判断は好みではなく、「今後その家に人が入るかどうか」の一点で機械的に決まります。この記事では、止める前に確かめる3つ、残すと決めたときに必ず起きること、そして手続きの進め方を、実際に決める順番どおりにまとめます。
判断の分かれ目は「人が入るか」だけ
水道を止めるか残すかで悩む方は多いのですが、判断材料は実はひとつしかありません。これから半年ほどの間に、その家に人が入る予定があるかどうかです。
「もったいないから止める」「不安だから残す」といった気持ちで決めると、あとでもう一度手続きをやり直すことになります。開け閉めのたびに連絡と立ち会いが要るので、迷って何度も切り替えるのが、手間としてはいちばん大きくなります。
「人が入る」に含まれるもの
ここでいう「人が入る」は、住むことだけではありません。実家じまいでは、次のような場面でほぼ必ず水を使います。

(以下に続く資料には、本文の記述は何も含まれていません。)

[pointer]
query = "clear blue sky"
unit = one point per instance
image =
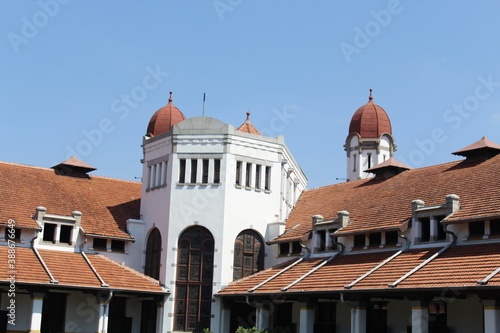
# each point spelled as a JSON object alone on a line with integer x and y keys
{"x": 301, "y": 67}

- 片付け作業——手を洗う、雑巾を洗う、汚れた物をゆすぐ。水が出ない家での片付けは、想像よりはるかに進みません
- 庭の手入れ——草木への水やり、道具や靴の泥落とし
- 家を見てもらうとき——買い手・借り手・業者の方が来る場面。蛇口をひねって水が出ないと、設備が生きているかどうかを確かめられません
- ご近所への配慮——外まわりの掃除や、落ち葉を流すといった作業
逆に、当面は誰も行かない、行っても年に数回、という家であれば止めて構いません。その場合は後述する「止めたあとにやること」だけ押さえておけば大丈夫です。
止める前に確かめる3つ
止めると決めたときに、連絡する前に確認しておきたいことが3つあります。順番に見ていきます。
① 家の中に、水を使う予定の物が残っていないか
止めてから気づくと、もう一度開ける手続きが必要になります。いちばん多いのは「洗濯機と食器を残したまま止めてしまった」という形です。運び出す前に洗っておきたい物があるなら、片付けを終えてから止めるほうが順番として自然です。

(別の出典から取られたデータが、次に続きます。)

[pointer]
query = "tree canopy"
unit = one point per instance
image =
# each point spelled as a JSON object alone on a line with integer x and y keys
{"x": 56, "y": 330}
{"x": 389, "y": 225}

② 給湯器・洗濯機・トイレの中に残っている水を抜いたか
元栓を閉めても、機器の内部には水が残ります。そのまま長期間置くと、傷みや汚れの原因になります。特に寒くなる地域では、残った水が凍って機器を傷めることがあります 要確認。取扱説明書に「水抜き」の手順が載っていることが多いので、機器ごとの方法をご確認ください。
③ 止めたあとも基本の料金がかかるかどうか
ここはお住まいの地域によって扱いが大きく異なります。「中止(閉栓)すればかからない地域」もあれば、「使用がゼロでも一定額がかかる地域」もあります 要確認。止める判断の前に、管轄の水道局へ一度確認しておくと、迷いがなくなります。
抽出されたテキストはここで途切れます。